King cites the example of Abraham Lincoln, who appointed some of even his bitterest critics and enemies to his cabinet. King then says:
“It was this same attitude that made it possible for Lincoln to speak a kind word about the South during the Civil War when feeling was most bitter. Asked by a shocked bystander how he could do this, Lincoln said, ‘Madam, do I not destroy my enemies when I make them my friends?’ This is the power of redemptive love.”
For King, what it comes down to most fundamentally is:
“We are called to this difficult task in order to realize a unique relationship with God....We must love our enemies, because only by loving them can we know God and experience the beauty of his holiness.”
We might prefer to say that only by loving them can we be whole.

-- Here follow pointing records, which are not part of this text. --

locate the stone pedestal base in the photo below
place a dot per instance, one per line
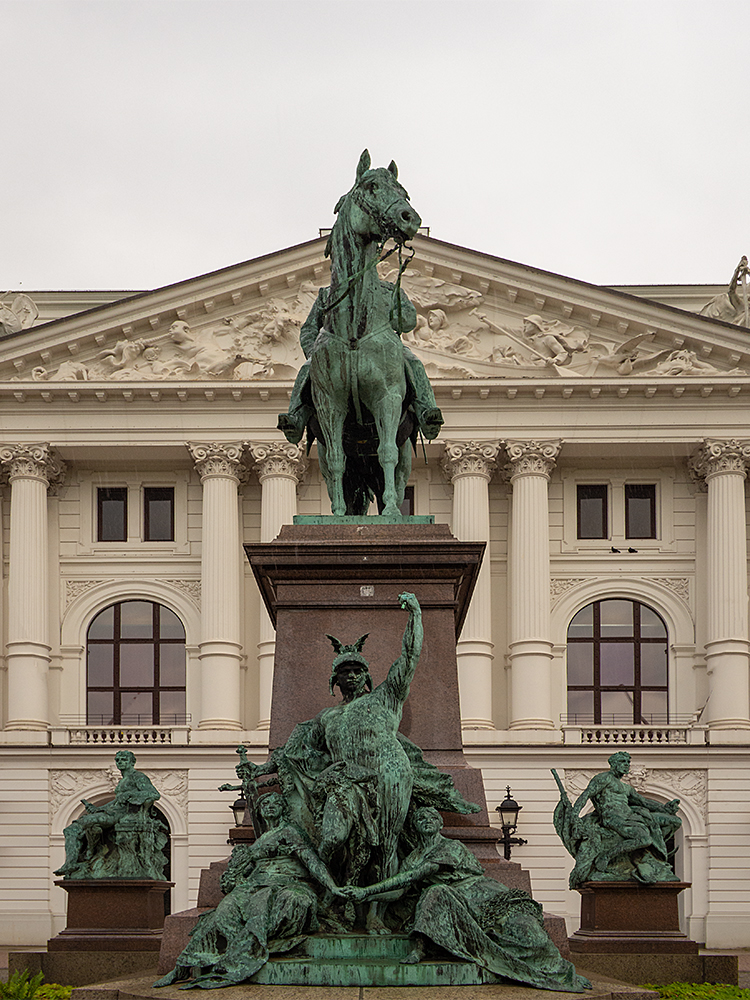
(112, 914)
(629, 917)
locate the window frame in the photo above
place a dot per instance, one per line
(638, 641)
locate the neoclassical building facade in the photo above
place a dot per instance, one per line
(595, 438)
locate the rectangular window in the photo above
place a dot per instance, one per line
(158, 514)
(640, 511)
(592, 512)
(112, 514)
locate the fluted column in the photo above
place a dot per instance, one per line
(723, 464)
(220, 468)
(31, 469)
(280, 467)
(469, 465)
(530, 465)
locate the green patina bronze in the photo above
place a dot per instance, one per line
(362, 393)
(624, 837)
(326, 879)
(124, 838)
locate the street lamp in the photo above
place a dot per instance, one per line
(238, 808)
(509, 810)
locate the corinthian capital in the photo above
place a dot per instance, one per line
(470, 458)
(214, 459)
(714, 456)
(33, 461)
(527, 458)
(278, 460)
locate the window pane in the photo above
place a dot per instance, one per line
(653, 664)
(103, 626)
(652, 627)
(592, 512)
(113, 514)
(170, 626)
(617, 707)
(640, 511)
(580, 663)
(172, 664)
(136, 708)
(100, 708)
(616, 618)
(654, 708)
(172, 708)
(580, 706)
(582, 625)
(616, 664)
(158, 514)
(137, 620)
(101, 665)
(136, 664)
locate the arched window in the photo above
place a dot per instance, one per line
(136, 666)
(617, 664)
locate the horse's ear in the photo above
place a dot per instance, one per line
(364, 163)
(337, 645)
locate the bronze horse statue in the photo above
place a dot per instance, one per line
(362, 393)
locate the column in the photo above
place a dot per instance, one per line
(280, 467)
(220, 468)
(470, 465)
(723, 464)
(530, 465)
(31, 469)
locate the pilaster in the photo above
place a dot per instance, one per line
(280, 467)
(529, 468)
(723, 465)
(220, 468)
(32, 470)
(470, 465)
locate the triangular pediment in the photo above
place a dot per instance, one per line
(479, 317)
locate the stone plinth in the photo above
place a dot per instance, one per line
(632, 918)
(112, 915)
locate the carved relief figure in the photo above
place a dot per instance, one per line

Anytime you hate, any time you reject, any time you simply cannot accept another person, that person represents a part of you that you are seeking to excise. Our own wholeness requires that we accept all parts of our ourselves, accept all of who we are.

Nowadays we don’t like to use the word “enemies.” I don’t know if I’ve ever in my life identified someone as an enemy, except maybe in a facetious reference to my opponent in some game we were playing. Even our military now prefers to say, “hostiles.” And, yeah, maybe you can’t, or wouldn’t, identify anyone as an enemy, but you can think of times when someone was hostile toward you. You may have felt some hostility back.

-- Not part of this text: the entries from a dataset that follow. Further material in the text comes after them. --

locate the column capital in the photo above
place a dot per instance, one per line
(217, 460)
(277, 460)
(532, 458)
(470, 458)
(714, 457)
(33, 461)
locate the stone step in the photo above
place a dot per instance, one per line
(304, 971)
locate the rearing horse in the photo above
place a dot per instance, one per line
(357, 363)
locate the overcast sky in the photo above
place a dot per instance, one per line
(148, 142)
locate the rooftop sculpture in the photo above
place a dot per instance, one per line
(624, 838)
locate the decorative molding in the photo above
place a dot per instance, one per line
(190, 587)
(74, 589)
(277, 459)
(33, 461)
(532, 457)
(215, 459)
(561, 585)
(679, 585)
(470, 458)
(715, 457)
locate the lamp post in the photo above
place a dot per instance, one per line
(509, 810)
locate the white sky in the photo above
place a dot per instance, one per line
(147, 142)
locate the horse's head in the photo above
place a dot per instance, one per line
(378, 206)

There are people who you find difficult. And I’m suggesting to you that what you don’t like about them is a reflection of a part of yourself that you don’t like. Accept them, welcome them, love them. For only then can you accept, welcome, and love all of who you are. Even a certain former president is manifesting parts that are in all of us, and any part of ourselves that we try to excise and exile simply goes subterranean and becomes more powerful. But what we accept, welcome, and love can play its useful role and stay in its place. Only when an inner voice is heard and respectfully acknowledged will it, in turn, acknowledge and be willing to bow to your other and countervailing voices. Only love -- inward and outward not distinguished -- brings us into our wholeness.

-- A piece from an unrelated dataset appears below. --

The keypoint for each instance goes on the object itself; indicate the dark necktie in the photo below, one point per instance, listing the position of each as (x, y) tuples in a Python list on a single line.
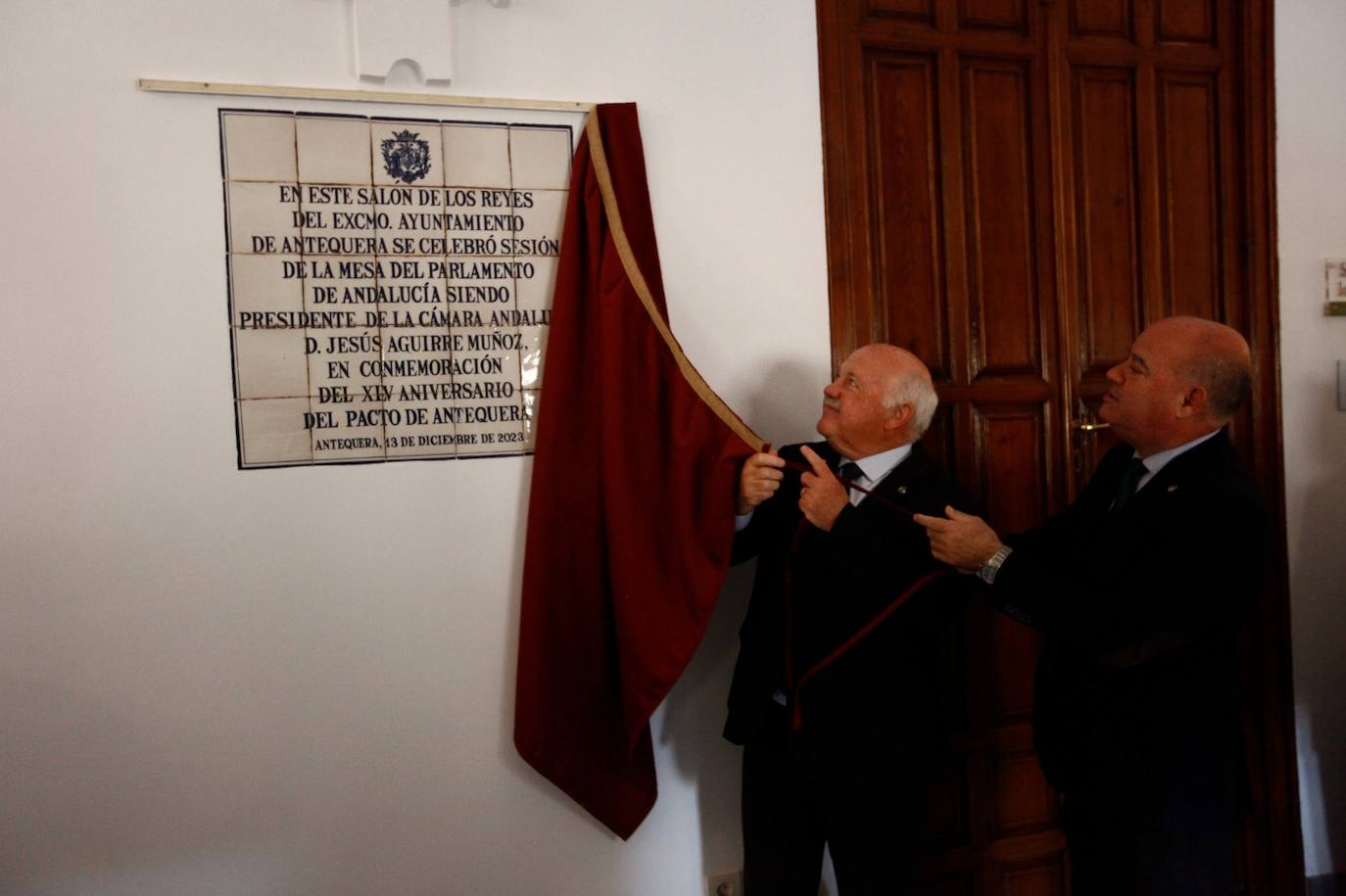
[(1130, 478), (848, 472)]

Accepting, welcoming, and loving does not mean complacency or quiescence in the face of harm. It does not mean complicity with injustice. Dr. King’s “Loving Your Enemies” sermon made this point -- a point he reiterated many times in his career. He said:
“This does not mean that we abandon our righteous efforts. With every ounce of our energy we must continue to rid this nation of the incubus of segregation. But we shall not in the process relinquish our privilege and our obligation to love. While abhorring segregation, we shall love the segregationist. This is the only way to create the beloved community. To our most bitter opponents we say: 'We shall match your capacity to inflict suffering by our capacity to endure suffering. We shall meet your physical force with soul force. Do to us what you will, and we shall continue to love you. We cannot in all good conscience obey your unjust laws, because noncooperation with evil is as much a moral obligation as is cooperation with good. Throw us in jail, and we shall still love you. Bomb our homes and threaten our children, and we shall still love you. Send your hooded perpetrators of violence into our community at the midnight hour and beat us and leave us half dead, and we shall still love you....One day we shall win freedom, but not only for ourselves. We shall so appeal to your heart and conscience that we shall win you in the process, and our victory will be a double victory.'"
The victory to which King refers is not a once-and-done conquest, but an unfolding victory the earning of which is never completed. Under his leadership, the victory unfolded some. Yet “Chains still there are to break; their days are not finished. Metal or subtle-made they’re still not diminished” (Belletini, Hymn #220)

May we, with our lives, unfold further the double victory. Only love can do that.

1 comment:

  1. Thank you for your continued focus on finding a together path. —Wade Benson.